Under the decree, signed with the approval of the Minister of Justice, the remaining sentence was reduced by 11 years and four months, to 19 years, without leading to the immediate release of the convicted man.
According to the agency, the partial pardon allows for the gradual utilization of benefits guaranteed by Italian law within prisons, such as parole and alternative measures, based on good behavior and mitigating circumstances.
Claudia Gazzini, senior analyst at the International Crisis Group, explained in an interview with Nova News Agency that "it's not a release, but a reduction of the sentence," noting that the practical effect could be an additional period of service in a comprehensive rehabilitation program.
The case dates back to August 2015, when Alaa Faraj, then 19 years old, left Libya for Europe on a fishing boat carrying approximately 390 people. During the voyage, dozens of migrants, mostly from Bangladesh and sub-Saharan Africa, died from asphyxiation due to engine fumes and lack of oxygen inside the boat's hold. After the Italian Navy intercepted the vessel, 49 bodies were found while the survivors were being transferred.
Nova News Agency reported that Alaa Faraj and other young Libyan men were later convicted after initially being heard as witnesses, despite repeated objections from defense teams and civil society organizations, who questioned the roles attributed to them. The agency also noted that the organization Sea-Watch considered the charges to be based on weak evidence and racial profiling.

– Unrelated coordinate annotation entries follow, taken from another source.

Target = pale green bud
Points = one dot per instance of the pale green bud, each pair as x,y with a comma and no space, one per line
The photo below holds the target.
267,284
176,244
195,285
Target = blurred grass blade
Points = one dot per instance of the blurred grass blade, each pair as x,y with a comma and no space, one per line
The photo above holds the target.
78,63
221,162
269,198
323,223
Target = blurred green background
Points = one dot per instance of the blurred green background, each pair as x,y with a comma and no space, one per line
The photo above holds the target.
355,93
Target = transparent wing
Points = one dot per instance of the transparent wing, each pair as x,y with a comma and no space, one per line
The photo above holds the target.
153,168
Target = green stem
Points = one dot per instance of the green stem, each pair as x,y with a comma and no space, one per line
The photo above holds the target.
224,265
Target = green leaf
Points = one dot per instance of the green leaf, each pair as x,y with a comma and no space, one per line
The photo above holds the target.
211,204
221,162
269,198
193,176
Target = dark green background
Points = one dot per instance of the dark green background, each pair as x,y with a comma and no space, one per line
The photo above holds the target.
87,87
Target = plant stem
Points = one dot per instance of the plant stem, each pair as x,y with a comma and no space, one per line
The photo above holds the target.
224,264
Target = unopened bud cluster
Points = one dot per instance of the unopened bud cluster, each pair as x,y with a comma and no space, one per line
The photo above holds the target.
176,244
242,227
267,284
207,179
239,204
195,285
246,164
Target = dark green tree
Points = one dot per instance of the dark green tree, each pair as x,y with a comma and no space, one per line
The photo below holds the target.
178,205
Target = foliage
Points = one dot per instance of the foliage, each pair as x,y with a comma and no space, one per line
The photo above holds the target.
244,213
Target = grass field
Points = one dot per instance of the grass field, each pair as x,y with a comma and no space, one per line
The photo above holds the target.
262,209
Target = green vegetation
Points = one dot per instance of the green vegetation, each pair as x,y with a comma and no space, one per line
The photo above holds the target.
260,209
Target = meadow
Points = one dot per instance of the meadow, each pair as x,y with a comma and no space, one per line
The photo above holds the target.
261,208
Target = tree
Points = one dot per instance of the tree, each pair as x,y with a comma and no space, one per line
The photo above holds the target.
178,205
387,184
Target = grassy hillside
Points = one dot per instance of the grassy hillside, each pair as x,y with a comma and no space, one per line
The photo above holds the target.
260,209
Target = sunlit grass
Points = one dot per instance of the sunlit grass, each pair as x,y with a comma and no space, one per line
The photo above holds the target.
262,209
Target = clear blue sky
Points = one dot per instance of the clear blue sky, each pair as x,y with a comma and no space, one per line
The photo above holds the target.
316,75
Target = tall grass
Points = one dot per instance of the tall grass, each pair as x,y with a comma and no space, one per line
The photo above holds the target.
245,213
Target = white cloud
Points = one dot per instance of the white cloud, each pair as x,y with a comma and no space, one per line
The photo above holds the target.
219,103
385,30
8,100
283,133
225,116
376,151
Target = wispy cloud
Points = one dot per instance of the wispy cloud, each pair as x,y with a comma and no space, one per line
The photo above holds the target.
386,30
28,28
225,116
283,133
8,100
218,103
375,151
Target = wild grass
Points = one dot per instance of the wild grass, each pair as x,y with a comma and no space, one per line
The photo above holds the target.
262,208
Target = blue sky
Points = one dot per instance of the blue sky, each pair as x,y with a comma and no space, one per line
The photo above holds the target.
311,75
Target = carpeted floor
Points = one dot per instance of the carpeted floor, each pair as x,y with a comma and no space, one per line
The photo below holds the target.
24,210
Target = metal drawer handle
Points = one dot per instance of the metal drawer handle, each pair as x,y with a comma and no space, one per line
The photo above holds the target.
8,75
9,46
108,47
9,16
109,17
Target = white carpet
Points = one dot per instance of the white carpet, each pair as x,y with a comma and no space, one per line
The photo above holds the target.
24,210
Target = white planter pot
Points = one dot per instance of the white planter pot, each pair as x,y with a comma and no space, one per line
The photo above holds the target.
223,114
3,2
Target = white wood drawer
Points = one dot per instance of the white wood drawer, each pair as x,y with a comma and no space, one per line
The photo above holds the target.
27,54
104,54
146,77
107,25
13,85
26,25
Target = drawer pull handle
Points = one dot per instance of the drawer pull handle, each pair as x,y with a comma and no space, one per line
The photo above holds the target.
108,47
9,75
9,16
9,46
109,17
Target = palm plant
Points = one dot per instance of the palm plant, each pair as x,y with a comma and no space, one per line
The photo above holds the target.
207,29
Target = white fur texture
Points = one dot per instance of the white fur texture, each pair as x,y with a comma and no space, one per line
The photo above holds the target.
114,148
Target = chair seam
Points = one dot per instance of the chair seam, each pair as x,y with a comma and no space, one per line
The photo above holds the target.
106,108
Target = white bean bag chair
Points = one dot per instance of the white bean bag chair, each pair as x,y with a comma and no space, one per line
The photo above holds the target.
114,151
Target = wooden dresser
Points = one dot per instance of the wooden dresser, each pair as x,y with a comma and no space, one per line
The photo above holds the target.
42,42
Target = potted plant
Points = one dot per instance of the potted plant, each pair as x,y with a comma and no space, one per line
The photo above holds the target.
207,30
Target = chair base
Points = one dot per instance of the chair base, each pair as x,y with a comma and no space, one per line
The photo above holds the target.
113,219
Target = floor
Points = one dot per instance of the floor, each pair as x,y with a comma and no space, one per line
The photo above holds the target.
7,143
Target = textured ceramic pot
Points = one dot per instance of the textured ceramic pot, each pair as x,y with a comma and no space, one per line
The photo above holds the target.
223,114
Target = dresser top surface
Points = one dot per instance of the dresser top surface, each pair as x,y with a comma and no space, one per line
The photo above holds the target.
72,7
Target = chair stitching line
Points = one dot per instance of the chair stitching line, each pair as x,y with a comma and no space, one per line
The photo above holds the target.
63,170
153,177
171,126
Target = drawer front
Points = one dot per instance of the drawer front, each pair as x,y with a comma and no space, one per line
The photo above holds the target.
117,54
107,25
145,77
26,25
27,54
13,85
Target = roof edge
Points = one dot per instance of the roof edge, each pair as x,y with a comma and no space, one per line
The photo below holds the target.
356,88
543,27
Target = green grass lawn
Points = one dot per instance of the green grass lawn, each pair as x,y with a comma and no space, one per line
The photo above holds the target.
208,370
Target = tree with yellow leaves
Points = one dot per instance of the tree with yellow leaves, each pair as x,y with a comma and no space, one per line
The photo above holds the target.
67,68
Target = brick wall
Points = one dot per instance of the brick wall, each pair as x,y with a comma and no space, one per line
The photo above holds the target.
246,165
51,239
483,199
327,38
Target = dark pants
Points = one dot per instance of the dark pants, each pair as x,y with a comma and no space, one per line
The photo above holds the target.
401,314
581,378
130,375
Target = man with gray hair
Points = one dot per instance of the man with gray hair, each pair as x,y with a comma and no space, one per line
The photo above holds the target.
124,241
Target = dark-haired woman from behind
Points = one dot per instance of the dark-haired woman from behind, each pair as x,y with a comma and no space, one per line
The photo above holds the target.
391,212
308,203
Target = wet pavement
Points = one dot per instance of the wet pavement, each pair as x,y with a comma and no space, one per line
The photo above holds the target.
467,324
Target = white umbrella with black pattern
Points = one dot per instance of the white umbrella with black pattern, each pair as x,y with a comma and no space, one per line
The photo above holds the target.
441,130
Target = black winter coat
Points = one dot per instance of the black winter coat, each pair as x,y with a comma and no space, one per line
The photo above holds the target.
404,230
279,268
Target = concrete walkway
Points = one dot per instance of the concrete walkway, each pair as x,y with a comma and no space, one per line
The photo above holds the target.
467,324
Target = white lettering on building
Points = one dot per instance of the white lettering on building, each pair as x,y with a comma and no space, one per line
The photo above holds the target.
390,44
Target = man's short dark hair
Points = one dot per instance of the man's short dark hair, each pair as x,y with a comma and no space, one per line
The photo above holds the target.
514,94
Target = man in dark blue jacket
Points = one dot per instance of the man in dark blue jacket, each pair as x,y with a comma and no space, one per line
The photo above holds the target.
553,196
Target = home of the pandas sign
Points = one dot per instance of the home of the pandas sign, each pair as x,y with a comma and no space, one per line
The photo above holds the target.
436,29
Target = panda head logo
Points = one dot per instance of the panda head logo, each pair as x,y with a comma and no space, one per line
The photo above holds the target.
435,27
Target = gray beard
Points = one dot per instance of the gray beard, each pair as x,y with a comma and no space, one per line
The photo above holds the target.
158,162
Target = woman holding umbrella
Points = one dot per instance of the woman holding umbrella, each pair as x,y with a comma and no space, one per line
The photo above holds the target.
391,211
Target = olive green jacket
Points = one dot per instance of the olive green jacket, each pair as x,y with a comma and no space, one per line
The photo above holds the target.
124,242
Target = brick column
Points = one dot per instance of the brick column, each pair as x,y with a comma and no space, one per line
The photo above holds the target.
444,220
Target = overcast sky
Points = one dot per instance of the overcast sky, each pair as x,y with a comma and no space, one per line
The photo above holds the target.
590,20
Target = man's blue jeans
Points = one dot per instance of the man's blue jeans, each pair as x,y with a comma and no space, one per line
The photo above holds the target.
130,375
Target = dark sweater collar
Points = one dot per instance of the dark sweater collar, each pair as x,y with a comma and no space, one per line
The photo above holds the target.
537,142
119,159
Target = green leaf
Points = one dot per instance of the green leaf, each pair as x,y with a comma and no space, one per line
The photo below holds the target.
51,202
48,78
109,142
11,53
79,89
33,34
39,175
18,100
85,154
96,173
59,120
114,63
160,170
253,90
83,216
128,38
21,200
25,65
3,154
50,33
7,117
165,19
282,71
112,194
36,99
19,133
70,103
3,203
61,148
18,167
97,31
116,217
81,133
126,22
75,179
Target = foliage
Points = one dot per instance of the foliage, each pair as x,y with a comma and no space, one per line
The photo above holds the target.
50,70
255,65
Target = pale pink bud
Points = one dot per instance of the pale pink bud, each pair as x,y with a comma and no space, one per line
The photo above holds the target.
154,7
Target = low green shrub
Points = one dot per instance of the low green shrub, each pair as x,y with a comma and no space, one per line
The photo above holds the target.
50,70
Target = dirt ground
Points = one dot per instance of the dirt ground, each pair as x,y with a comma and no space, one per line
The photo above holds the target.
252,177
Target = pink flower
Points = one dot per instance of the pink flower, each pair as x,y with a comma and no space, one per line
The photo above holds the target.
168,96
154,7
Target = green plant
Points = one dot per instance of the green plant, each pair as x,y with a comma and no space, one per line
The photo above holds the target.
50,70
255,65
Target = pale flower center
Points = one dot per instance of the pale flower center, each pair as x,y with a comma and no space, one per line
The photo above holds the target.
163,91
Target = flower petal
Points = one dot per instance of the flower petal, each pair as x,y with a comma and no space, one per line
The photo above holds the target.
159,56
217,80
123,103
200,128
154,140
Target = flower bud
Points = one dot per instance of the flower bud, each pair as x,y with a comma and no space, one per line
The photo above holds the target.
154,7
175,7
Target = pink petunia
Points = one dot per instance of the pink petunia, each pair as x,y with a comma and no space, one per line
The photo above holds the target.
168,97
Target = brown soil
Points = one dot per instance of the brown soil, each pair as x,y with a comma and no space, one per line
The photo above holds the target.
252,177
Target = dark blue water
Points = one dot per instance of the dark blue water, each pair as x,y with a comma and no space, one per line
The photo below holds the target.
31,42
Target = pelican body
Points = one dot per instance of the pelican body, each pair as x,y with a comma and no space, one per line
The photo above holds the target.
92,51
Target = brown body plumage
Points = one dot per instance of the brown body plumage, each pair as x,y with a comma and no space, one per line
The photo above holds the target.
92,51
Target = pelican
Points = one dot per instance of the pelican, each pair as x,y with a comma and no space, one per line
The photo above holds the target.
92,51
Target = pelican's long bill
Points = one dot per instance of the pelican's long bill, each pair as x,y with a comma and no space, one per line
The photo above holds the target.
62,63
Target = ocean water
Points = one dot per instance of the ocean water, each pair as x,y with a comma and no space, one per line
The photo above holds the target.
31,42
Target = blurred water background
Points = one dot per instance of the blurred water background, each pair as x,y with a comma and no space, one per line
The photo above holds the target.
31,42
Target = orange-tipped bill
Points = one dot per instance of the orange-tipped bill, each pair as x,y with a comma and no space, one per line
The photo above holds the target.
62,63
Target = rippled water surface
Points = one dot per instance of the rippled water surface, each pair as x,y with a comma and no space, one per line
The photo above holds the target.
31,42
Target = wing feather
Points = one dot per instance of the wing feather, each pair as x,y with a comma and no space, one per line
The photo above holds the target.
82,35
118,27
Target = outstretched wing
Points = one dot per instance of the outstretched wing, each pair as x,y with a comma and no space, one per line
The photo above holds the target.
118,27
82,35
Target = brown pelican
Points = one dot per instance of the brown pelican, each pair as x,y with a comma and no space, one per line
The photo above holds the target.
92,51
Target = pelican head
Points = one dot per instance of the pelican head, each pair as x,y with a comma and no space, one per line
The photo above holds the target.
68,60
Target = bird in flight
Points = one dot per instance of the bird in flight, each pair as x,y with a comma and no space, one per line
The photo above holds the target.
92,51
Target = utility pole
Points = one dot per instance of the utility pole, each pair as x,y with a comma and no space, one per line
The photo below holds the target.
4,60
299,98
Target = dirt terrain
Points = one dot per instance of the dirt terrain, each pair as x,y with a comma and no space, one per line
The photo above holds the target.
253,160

During his years of detention, Alaa Faraj pursued his studies and wrote a series of letters published in a book titled "Why I Was a Boy," which, according to the agency, contributed to the renewed calls for clemency in recent years, supported by academic and civil society groups.
The partial pardon does not extend to the other defendants in the same case. However, Gazzini, speaking to Nova News Agency, suggested that the decision could set an indirect legal precedent that might influence the assessment of the conditions and entitlements of other prisoners within Italian prisons, given their continued insistence on their innocence and their efforts to have the case reopened.
The agency pointed out that the case intersects politically and diplomatically with the prisoner transfer agreement between Italy and Libya, signed in Palermo in 2023 and subsequently ratified by the Italian Parliament. It considered the partial pardon an initial political and humanitarian signal for reopening the debate on the proportionality of punishments and the management of migration issues in the Mediterranean.